DEV Community

Andriy Andruhovski for Aspose.PDF

Posted on • Updated on

Extract the text data from PDF file using Aspose.PDF for .NET

While dealing with Portable Document Format files, at times, you might need to extract text from a PDF file.
Aspose.PDF several classes to extract the data:

The easiest way to extract the data from PDF is using TextFragmentAbsorber with the default options:

TextAbsorber performs text extraction and provides access to the result via Text object. In this case, we'll get all text data in one single object.
Call the Accept method on a particular page of the Document object. The Index is the particular page number from where text needs to be extracted.

Sometimes we need to extract the text from the particular area (i.e. the left upper corner of the page). TextAbsorber also can do it. We'll need to setup TextSearchOptions property. In the following example, we'll set up a LimitToPageBounds property and a Rectangle property. The last takes Rectangle object as a value and using this property, we can specify the region of the page from which we need to extract the text. In our example, the LimitToPageBounds property indicates that text is searched within the page bound and the Rectangle property indicates to the upper half of page.

The TextFragmentAbsorber object is basically used in text search scenario. When the search is completed the occurrences are represented as text fragments collection.

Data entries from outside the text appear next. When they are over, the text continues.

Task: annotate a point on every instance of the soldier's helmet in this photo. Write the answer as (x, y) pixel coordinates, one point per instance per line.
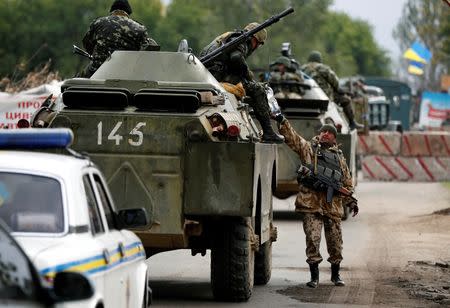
(283, 60)
(260, 36)
(121, 5)
(315, 56)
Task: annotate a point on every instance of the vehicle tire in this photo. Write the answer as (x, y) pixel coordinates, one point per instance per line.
(232, 261)
(263, 263)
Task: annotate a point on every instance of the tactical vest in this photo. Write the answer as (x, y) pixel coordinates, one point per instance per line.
(326, 163)
(218, 67)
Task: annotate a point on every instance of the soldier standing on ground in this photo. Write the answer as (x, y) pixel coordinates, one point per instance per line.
(327, 79)
(311, 201)
(231, 67)
(114, 32)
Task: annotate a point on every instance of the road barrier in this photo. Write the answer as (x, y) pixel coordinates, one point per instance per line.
(411, 156)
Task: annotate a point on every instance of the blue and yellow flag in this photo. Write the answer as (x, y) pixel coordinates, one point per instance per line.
(418, 53)
(416, 68)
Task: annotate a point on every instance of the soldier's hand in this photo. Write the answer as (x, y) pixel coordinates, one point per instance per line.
(354, 208)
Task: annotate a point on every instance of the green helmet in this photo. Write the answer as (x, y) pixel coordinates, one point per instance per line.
(261, 36)
(315, 56)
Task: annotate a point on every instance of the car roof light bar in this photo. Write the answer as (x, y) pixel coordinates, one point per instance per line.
(36, 138)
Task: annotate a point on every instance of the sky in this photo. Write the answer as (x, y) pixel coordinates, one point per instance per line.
(383, 15)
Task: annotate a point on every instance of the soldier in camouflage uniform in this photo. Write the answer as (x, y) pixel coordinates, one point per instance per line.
(114, 32)
(327, 79)
(311, 200)
(231, 67)
(283, 80)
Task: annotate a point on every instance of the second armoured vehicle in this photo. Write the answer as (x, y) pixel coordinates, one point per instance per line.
(170, 138)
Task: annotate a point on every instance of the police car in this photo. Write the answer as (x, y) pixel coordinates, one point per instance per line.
(58, 207)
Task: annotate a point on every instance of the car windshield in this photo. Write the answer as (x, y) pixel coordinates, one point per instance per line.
(31, 203)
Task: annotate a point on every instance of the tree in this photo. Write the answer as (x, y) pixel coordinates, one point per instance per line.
(351, 47)
(428, 22)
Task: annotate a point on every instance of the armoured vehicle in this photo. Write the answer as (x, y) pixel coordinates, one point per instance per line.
(168, 136)
(307, 108)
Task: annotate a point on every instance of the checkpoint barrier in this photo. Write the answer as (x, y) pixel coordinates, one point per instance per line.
(411, 156)
(380, 143)
(400, 168)
(435, 144)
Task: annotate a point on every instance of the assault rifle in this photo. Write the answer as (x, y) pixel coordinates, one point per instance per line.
(243, 37)
(325, 179)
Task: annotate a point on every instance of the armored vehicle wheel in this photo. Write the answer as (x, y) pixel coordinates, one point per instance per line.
(263, 263)
(232, 261)
(346, 213)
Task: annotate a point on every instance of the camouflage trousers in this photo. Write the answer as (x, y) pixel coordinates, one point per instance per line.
(312, 225)
(259, 102)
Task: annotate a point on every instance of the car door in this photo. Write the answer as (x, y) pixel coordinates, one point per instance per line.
(99, 257)
(118, 282)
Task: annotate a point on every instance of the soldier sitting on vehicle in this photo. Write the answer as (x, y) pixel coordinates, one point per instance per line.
(321, 158)
(114, 32)
(283, 81)
(231, 67)
(327, 79)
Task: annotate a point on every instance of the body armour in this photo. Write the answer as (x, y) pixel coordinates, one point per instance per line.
(324, 162)
(227, 64)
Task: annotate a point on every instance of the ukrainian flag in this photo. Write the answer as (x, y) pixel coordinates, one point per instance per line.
(418, 53)
(416, 68)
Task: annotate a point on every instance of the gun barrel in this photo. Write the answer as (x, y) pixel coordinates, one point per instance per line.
(211, 56)
(81, 52)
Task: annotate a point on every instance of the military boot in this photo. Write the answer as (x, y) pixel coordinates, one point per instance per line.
(348, 110)
(314, 269)
(335, 277)
(269, 135)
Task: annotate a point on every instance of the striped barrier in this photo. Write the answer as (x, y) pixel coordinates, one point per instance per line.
(400, 168)
(435, 144)
(379, 143)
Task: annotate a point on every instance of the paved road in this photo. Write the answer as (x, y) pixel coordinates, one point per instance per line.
(376, 243)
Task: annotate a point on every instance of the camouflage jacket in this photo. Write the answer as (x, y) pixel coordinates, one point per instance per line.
(230, 66)
(287, 76)
(281, 86)
(309, 200)
(325, 77)
(114, 32)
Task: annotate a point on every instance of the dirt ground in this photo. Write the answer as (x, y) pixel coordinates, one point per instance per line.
(405, 261)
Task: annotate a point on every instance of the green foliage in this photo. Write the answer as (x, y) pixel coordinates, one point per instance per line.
(38, 30)
(351, 48)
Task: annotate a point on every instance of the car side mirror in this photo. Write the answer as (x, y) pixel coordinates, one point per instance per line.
(72, 286)
(132, 218)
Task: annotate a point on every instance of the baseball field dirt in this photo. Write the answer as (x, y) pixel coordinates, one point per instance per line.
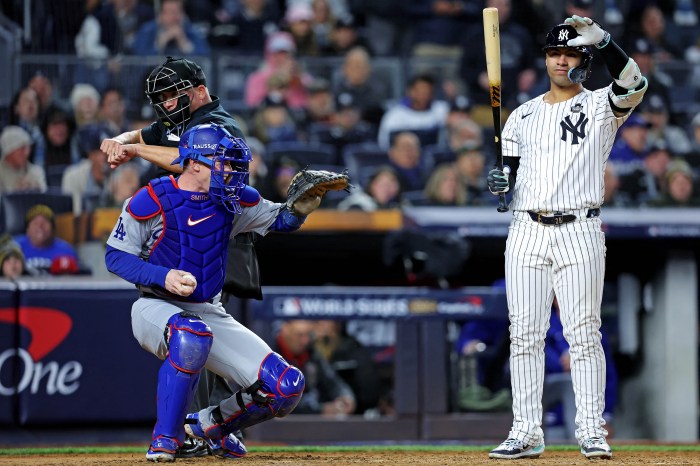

The TextFragment object provides access to the search occurrence text, text properties, and allows to edit text and change the text state (font, font size, color etc).

The ParagraphAbsorber class performs the search for sections and paragraphs of text and provides access for rectangles and polygons that describe it in text coordinate space.

Top comments (3)

Collapse
 
smithharber profile image
smithharber • Edited

Are you searching for a conversion solution to Import PDF file to Text effortlessly? Use CubexSoft PDF to Text Tool Converter for this purpose which give perfect and exact solution of how to convert a PDF emails to Text. There is no conversion issue you can simply export PDF files into Text file format. The software is a desktop based application which supports all version of Windows i.e. 11, 10, 8, 7, 8.1, vista etc. If you want to grab more knowledge about the software working, download PDF to TXT Tool demo version. The software demo version allow convert of first 5 PDF emails to Text for free of cost.

Collapse
 
mamtacd profile image
mamtacd

Hi Team,
I need to extract content from PDF, by giving a paragraph heading or some phrase.
How to achieve this. ParagraphAbsober, does get all text. However I need only from a particular paragraph or particular portion of a paragraph, not the complete page.
How to achieve this.
Regards,
Mamtha.A.C.D.

Collapse
 
andruhovski profile image
Andriy Andruhovski

Thanks for your interest!
Currently, you can use TextFragementAbsorber with regular expression as an input parameter.

    // Create TextFragmentAbsorber object that searches all words starting 'h' 
    // and ending 'o' using regular expression.
    TextFragmentAbsorber absorber = new TextFragmentAbsorber(@"h\w*?o", 
         new TextSearchOptions(true));

Unfortunately, ParagraphAbsorber doesn't support search by the regular expression, so you need to analyze paragraphs extracted with this tool manually.